There are also plenty of reasons to doubt the narrative around EVs entirely displacing traditional gasoline engine vehicles. Much of the growth to date globally has stemmed from government support, policies which are tapering off everywhere. There are also plenty of legitimate questions around how environmentally friendly EVs are. We have seen studies which show that an EV driven in China on electric power generated by coal-fired plants are actually more carbon contributory than hyper optimized gasoline engines driven in most developed economies.

There are also plenty of reasons to doubt that China's survival-of-the-fittest model for picking winners will result in a desired outcome of a few competitors at scale. The capital costs of building cars are punitive, and so we could very well end up with a few dozen sub-scale competitors, too small to grow globally, but too important to local economies to be allowed to rationalize.

There are also very real geopolitical concerns. The first of these risks are already manifesting in the form of US chip sanctions. So far, the EV industry is largely untouched by these, and most of the parts they need could be purchased from domestic vendors. Despite this, it is not too hard to see the sanctions spreading further and potentially creating supply chain constraints.

An even greater wave of problems is looming far distant on the horizon. Many readers remember the 1990's rise of Japanese auto companies who outcompeted US car makers and took massive share around the world. This led to a wave of hysteria about Japan taking over the world. They made movies about it (more than one, none good). And Japan was an allied, friendly country. There will be a significant backlash against Chinese automakers, governments care a lot about the industry, and people are already fairly paranoid about China's ambition. This is not yet in the headlines, but will be fairly soon.
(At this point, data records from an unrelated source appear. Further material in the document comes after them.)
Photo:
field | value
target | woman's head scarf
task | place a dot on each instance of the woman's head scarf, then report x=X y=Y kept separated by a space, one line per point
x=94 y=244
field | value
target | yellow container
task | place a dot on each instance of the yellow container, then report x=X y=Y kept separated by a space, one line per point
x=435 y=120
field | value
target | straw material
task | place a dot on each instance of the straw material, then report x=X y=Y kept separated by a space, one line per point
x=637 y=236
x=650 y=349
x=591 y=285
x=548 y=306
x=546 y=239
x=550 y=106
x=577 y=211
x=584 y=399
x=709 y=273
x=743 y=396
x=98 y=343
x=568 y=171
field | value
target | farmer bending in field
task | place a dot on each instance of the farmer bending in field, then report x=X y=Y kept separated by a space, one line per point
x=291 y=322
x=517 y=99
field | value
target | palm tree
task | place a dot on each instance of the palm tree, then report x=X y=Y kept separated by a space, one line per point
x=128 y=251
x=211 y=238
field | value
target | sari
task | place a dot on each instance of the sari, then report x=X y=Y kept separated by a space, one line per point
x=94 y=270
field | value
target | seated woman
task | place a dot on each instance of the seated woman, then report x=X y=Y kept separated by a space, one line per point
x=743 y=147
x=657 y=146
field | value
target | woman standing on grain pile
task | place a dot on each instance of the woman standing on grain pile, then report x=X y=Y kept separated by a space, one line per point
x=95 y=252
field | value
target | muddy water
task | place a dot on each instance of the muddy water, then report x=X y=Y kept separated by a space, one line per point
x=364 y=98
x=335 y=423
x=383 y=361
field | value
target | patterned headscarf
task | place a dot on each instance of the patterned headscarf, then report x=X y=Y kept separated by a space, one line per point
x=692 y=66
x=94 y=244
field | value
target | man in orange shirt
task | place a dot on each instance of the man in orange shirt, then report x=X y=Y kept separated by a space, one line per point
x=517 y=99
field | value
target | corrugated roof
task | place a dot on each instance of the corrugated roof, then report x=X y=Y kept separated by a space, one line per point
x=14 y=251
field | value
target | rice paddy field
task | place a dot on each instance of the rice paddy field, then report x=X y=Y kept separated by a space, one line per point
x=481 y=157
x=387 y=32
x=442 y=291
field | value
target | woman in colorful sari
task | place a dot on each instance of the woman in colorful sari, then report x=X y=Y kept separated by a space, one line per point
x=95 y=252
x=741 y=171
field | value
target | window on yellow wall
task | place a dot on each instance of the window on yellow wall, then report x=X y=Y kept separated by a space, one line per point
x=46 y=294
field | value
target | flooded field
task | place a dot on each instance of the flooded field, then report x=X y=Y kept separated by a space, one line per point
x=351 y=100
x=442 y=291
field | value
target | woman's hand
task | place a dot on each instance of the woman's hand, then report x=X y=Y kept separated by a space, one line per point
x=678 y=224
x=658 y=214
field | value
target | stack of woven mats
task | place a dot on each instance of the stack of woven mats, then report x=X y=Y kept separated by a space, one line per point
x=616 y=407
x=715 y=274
Despite all this, we still think this an industry worth watching. The Chinese EV market is already showing a new way to build cars, or at least new ways to build supply chains for cars. We have speculated in the past about how car manufacturing may (or may not) come to resemble electronics manufacturing, with a highly decoupled, highly outsourced model.

If history is any guide (a reasonably big if) then this could give these companies a big cost advantage, and long before any regulator steps in would force non-Chinese companies to shift their models as well. Just the fact that China OEMs are going down this path makes for a "pipe cleaning" behind which other companies can "draft," taking advantage of the new, emerging electric supply chain. This may not mean much to Ford or Daimler, but is likely to open eyes in other countries as to the realm of the possible (looking at you India). Our thesis is that China's industrial development policy can be viewed as a loosely controlled set of experiments. These processes have ways of forcing change far beyond their borders.
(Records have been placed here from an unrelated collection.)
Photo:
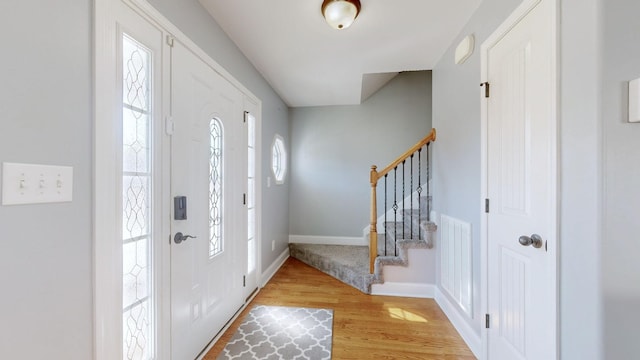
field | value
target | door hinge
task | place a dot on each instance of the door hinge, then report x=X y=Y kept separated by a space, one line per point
x=487 y=89
x=169 y=125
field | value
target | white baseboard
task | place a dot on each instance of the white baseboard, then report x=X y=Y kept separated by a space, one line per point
x=327 y=240
x=462 y=326
x=273 y=268
x=426 y=291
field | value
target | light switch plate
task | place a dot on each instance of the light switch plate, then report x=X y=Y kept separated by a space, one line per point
x=35 y=184
x=634 y=100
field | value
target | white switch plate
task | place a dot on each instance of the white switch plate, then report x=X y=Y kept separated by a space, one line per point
x=35 y=184
x=634 y=100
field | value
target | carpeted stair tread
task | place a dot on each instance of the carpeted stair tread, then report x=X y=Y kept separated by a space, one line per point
x=349 y=264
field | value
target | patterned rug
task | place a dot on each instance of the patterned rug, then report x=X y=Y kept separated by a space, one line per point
x=275 y=333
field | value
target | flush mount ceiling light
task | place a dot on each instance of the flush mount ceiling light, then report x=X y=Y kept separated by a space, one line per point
x=340 y=14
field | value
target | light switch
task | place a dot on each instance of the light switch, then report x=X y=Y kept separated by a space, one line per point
x=34 y=184
x=634 y=100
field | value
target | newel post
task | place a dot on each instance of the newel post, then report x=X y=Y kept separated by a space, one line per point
x=373 y=232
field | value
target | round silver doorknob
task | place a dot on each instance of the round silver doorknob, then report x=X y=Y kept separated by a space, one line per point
x=535 y=240
x=180 y=237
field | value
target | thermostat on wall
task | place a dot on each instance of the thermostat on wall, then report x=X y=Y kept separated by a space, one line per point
x=634 y=100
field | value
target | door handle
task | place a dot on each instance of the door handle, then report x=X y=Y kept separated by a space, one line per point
x=180 y=237
x=535 y=240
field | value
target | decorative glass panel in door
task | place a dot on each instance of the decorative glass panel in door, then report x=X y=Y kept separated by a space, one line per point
x=137 y=303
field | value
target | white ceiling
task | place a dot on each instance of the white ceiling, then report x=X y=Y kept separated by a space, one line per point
x=310 y=64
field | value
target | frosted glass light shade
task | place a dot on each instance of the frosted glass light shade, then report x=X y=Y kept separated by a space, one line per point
x=340 y=14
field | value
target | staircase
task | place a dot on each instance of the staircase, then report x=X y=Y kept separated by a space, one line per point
x=350 y=264
x=405 y=227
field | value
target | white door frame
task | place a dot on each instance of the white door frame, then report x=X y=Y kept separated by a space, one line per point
x=520 y=12
x=107 y=284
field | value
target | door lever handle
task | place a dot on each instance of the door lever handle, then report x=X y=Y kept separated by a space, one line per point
x=181 y=237
x=535 y=240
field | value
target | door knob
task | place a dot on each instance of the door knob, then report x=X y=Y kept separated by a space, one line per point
x=180 y=237
x=535 y=240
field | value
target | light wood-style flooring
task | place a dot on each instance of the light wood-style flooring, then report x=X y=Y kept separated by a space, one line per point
x=364 y=326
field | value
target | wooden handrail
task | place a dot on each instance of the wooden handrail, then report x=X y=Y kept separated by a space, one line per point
x=374 y=176
x=405 y=156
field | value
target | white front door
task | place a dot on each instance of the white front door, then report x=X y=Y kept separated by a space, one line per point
x=521 y=187
x=208 y=177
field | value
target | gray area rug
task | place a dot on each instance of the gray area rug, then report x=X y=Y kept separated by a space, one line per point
x=276 y=332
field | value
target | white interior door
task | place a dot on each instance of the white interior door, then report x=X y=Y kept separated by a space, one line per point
x=521 y=186
x=208 y=168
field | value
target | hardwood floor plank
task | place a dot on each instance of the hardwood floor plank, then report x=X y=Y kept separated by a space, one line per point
x=364 y=326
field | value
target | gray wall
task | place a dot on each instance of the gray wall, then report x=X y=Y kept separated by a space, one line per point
x=192 y=19
x=333 y=148
x=584 y=263
x=46 y=118
x=620 y=245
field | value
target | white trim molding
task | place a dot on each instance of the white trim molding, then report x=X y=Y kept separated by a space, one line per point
x=328 y=240
x=274 y=267
x=470 y=337
x=414 y=290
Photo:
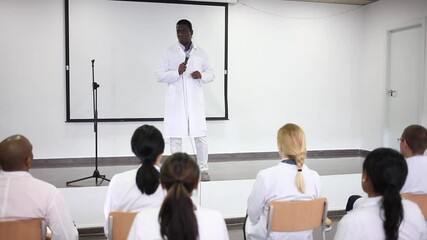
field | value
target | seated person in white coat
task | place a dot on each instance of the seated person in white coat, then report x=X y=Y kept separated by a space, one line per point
x=384 y=214
x=185 y=67
x=413 y=144
x=290 y=180
x=22 y=196
x=179 y=218
x=139 y=188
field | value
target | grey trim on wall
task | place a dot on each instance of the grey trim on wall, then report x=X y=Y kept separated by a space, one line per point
x=221 y=157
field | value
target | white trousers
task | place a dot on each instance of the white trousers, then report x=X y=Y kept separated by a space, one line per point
x=201 y=148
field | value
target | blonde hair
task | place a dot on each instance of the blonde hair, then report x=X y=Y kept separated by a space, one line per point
x=291 y=140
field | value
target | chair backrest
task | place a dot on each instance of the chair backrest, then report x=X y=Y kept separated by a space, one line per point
x=23 y=229
x=290 y=216
x=420 y=199
x=119 y=224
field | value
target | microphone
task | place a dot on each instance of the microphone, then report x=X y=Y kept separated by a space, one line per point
x=187 y=56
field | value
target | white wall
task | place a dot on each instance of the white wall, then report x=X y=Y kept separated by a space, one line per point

Which leads to us to the subject of autonomous vehicles. We deliberately left this for last because everything above is going to happen before we reach high-level autonomy, but many of the lessons still hold here. Many, if not most, of China's EV makers are exploring autonomy - some superficially, many very deeply.
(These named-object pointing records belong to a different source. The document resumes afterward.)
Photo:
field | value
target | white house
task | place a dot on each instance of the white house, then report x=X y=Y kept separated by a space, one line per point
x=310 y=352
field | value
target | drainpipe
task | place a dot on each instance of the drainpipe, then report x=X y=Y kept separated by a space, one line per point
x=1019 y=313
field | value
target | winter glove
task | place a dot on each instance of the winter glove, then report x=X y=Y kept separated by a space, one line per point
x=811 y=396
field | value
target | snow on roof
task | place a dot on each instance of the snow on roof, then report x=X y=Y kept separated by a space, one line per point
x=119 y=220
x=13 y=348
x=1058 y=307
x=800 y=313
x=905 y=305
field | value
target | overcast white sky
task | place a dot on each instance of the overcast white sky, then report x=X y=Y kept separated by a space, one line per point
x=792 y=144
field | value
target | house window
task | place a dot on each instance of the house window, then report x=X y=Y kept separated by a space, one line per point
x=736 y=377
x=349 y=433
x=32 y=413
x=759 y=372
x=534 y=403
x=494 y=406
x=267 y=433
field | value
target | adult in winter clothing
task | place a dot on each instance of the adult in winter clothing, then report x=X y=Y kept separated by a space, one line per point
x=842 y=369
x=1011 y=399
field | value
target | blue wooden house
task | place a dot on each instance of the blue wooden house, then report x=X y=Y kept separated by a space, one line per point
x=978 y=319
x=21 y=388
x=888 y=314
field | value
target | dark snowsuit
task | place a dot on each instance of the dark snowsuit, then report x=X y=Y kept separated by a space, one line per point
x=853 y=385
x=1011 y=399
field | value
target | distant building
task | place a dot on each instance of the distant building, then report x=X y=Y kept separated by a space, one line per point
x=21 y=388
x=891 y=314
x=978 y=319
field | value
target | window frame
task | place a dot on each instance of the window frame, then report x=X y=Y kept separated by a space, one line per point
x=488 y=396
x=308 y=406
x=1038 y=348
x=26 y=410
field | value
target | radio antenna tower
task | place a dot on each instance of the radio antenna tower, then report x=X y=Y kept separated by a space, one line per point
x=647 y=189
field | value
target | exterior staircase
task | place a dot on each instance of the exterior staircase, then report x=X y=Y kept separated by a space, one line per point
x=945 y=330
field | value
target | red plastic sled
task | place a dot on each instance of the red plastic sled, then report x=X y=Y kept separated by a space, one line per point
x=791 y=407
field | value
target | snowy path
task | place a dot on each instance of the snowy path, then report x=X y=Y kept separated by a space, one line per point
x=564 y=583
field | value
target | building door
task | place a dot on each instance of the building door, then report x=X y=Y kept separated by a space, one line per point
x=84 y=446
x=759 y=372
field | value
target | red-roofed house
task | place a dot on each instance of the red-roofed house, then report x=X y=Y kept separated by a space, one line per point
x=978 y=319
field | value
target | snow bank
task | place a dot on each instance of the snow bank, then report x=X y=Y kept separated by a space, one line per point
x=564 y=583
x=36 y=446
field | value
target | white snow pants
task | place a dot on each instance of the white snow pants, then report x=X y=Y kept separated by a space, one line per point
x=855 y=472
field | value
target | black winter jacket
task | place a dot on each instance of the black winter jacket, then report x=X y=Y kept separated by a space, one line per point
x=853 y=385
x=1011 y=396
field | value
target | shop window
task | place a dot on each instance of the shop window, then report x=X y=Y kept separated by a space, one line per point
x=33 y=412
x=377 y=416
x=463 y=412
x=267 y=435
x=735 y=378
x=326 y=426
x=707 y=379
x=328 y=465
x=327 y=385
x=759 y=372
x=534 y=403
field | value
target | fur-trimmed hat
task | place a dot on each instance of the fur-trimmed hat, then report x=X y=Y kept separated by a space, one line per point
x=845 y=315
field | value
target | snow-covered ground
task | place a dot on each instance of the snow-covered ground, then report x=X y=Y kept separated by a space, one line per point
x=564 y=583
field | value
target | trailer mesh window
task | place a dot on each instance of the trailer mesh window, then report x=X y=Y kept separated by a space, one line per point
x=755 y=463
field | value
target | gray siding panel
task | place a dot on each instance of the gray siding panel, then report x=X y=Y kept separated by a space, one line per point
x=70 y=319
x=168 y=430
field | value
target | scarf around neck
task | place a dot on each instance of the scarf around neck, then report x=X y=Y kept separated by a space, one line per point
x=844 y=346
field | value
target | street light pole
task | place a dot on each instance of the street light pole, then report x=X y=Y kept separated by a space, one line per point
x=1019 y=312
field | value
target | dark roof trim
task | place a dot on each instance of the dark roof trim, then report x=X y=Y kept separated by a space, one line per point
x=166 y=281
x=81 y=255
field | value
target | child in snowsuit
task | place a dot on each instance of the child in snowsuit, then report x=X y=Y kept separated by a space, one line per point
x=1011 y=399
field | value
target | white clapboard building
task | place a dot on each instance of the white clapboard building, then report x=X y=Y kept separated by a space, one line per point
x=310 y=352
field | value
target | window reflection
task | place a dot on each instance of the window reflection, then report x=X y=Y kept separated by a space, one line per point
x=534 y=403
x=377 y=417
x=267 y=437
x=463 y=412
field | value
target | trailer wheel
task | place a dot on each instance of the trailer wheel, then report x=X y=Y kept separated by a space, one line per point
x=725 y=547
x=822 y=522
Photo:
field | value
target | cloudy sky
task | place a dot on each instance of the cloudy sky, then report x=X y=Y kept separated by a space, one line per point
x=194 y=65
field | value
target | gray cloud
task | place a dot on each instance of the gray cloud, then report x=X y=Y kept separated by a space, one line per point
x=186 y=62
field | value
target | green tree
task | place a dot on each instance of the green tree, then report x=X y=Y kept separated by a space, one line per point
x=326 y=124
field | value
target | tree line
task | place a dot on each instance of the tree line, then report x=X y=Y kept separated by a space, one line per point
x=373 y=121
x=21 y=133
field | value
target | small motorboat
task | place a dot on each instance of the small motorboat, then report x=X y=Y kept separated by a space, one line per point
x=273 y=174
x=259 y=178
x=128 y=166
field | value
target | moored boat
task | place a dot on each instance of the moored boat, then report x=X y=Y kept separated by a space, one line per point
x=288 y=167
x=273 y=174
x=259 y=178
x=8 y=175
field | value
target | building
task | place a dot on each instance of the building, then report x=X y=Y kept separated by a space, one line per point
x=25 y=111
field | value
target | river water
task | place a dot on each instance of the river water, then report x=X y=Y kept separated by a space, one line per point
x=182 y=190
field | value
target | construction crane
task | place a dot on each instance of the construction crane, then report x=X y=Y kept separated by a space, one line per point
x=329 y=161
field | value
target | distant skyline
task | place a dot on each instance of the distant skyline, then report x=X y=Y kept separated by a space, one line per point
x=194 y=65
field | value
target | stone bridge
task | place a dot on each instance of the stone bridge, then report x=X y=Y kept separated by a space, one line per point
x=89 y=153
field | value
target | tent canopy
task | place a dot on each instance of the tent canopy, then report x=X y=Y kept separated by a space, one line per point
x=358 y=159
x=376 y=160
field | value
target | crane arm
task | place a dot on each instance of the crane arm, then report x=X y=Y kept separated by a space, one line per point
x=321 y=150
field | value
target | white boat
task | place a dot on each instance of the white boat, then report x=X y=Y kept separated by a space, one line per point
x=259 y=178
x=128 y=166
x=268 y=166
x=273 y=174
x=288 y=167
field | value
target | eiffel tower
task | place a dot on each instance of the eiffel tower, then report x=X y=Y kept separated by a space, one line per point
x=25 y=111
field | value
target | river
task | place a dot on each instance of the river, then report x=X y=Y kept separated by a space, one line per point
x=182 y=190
Autonomous cars will obviously change the market radically. But as it stands today it is highly unclear when that will happen, and there are many who argue that it will take decades. Assuming it happens some time sooner than never, there will be a sharp divide between those who can achieve it and those who do not. Someone who shall not be named (but who runs an EV company and a social media company) holds that autonomy will be a first past the post winner-takes-all market. We think it is more likely that there will be a number of companies who reach it close to each other and will share the benefits among that small group. If that is true, it is very likely that among that small group will be a Chinese company.